I recently came across an MSDN article about branching and merging and SCM: Branching and Merging Primer - Chris Birmele.
In the article they say 'big bang merge' is a merging antipattern:
Big Bang Merge — deferring branch merging to the end of the development effort and attempting to merge all branches simultaneously.
I realized that this is very similar to what my company is doing with all of the development branches that are produced.
I work at a very small company with one person acting as the final review + trunk merge authority. We have 5 developers (including me), each of us will be assigned a separate task/bug/project and we will each branch off the current trunk (subversion) and then perform the development work in our branch, test the results, write documentation if necessary, perform a peer review and feedback loop with the other developers, and then submit the branch for review + merge on our project management software.

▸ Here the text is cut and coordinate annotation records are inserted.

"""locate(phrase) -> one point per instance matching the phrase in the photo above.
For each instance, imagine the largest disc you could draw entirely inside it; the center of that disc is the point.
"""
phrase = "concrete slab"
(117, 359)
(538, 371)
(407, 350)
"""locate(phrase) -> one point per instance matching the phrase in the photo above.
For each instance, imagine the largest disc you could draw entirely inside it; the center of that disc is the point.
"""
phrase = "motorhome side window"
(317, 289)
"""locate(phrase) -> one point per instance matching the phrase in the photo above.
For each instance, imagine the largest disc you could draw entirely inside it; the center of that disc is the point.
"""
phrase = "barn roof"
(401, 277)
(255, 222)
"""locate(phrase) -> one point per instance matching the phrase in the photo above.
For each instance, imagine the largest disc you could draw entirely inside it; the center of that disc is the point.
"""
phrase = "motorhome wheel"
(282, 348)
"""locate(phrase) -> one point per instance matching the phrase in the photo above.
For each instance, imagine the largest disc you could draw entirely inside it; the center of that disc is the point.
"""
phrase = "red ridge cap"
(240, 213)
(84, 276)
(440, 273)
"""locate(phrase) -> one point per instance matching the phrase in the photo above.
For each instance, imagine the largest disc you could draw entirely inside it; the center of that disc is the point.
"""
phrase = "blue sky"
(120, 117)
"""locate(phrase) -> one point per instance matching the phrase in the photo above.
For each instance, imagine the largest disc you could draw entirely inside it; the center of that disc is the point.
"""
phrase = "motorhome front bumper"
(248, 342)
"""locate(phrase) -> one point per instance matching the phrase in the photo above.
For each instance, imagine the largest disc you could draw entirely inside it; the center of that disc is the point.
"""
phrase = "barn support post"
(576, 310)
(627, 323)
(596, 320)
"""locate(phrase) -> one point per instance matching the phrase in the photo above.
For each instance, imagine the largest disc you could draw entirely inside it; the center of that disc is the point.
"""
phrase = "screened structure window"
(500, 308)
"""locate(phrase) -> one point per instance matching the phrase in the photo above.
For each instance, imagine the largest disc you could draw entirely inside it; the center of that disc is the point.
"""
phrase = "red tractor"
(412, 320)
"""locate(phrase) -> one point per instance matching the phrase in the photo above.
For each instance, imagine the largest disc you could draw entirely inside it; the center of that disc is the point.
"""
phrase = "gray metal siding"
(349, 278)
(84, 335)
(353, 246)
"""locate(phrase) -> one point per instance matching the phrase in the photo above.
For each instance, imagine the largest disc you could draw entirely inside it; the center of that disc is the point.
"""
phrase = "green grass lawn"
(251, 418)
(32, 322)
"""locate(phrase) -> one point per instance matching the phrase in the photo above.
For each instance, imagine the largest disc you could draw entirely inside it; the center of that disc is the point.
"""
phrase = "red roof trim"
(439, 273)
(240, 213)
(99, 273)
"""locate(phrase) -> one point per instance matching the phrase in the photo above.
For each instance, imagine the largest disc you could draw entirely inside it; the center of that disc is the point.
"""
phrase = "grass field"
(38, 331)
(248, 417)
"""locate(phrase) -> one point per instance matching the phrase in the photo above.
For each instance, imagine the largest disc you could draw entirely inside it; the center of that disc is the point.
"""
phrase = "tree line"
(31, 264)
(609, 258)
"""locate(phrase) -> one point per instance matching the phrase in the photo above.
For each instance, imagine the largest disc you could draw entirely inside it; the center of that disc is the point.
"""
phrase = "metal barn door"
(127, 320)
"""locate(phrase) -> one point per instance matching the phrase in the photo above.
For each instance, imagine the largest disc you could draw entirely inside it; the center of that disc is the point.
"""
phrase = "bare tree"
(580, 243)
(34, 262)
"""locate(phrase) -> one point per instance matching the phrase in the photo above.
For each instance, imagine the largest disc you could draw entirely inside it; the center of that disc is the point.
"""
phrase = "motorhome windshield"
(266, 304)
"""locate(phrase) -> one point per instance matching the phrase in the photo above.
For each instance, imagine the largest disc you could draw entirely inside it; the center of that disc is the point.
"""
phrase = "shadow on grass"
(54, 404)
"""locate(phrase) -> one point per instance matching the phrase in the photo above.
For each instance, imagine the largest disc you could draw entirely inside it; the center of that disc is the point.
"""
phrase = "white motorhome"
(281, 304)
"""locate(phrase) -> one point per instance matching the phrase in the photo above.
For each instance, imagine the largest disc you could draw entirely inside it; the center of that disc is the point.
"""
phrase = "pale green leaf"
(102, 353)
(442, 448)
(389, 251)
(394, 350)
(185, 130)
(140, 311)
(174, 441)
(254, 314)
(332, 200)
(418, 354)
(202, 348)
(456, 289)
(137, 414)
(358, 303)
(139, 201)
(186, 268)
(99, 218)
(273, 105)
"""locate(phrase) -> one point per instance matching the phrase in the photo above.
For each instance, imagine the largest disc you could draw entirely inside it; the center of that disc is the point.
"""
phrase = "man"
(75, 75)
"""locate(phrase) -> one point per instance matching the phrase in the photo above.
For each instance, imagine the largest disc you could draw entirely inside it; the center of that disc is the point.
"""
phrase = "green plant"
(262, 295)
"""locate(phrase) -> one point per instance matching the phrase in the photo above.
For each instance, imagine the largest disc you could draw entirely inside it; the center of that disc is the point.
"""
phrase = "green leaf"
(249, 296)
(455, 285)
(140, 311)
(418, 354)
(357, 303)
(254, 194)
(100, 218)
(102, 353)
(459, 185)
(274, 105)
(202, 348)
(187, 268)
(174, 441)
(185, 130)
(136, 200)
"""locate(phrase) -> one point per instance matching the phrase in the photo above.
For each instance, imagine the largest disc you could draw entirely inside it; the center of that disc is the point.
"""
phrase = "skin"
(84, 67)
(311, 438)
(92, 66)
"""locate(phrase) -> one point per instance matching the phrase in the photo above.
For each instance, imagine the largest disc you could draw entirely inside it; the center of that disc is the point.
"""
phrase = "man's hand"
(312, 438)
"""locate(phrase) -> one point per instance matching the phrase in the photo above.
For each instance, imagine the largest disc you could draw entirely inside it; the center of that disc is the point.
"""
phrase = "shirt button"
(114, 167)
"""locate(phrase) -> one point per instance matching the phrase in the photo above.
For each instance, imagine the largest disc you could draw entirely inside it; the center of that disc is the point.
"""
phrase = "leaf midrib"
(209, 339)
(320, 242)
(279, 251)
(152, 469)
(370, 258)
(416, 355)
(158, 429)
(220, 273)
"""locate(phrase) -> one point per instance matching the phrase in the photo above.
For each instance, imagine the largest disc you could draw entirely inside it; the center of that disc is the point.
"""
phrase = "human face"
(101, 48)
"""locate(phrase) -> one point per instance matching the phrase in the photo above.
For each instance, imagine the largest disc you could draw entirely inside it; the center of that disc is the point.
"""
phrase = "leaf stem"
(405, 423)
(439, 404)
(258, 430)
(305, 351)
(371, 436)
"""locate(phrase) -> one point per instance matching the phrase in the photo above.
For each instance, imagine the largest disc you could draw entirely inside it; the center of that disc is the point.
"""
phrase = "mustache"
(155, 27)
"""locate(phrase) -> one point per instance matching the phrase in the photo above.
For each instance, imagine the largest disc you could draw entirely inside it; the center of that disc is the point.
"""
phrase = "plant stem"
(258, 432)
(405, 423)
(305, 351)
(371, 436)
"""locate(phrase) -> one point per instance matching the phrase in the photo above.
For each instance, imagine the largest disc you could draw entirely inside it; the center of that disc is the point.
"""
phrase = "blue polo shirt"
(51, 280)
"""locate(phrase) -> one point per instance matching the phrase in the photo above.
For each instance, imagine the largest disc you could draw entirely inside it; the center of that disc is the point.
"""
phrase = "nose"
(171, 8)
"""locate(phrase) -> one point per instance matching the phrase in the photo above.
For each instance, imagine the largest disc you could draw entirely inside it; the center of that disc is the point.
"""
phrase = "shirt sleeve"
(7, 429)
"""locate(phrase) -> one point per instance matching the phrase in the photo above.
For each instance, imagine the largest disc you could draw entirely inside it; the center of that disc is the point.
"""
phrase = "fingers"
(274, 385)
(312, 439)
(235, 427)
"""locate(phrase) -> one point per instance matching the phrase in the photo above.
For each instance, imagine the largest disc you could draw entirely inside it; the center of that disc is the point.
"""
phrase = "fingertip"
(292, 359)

My boss, the sole authority on the trunk repository, will actually defer all of the reviews of branches until a single point in time where he will perform reviews on as much as he can, some branches will be thrown back for enhancements/fixes, some branches will merge right into trunk, some branches will be thrown back because of conflicts, etc.
It's not uncommon for us to have 10-20 active branches sitting in the final review queue to be merged into trunk.
We also frequently have to resolve conflicts in the final review and merge stage because two branches were created off the same trunk but modified the same piece of code. Usually we avoid this by just rebranching off trunk and re-applying our changes and resolving the conflicts then submitting the new branch for review (poor mans rebase).
Some direct questions I have are:
- Are we exhibiting the very anti-pattern that was described as the 'big bang merge'?
- Are some of the problems we're seeing a result of this merge process?
- How can we improve this merge process without increasing the bottleneck on my boss?
Edit: I doubt my boss will loosen his grip on the trunk repository, or allow other devs to merge to trunk. Not sure what his reasons for that are but I don't really plan on bringing the topic up because it's been brought up before and shot down rather quickly. I think they just don't trust us, which doesn't make sense because everything is tracked anyway.
Any other insight into this situation would be appreciated.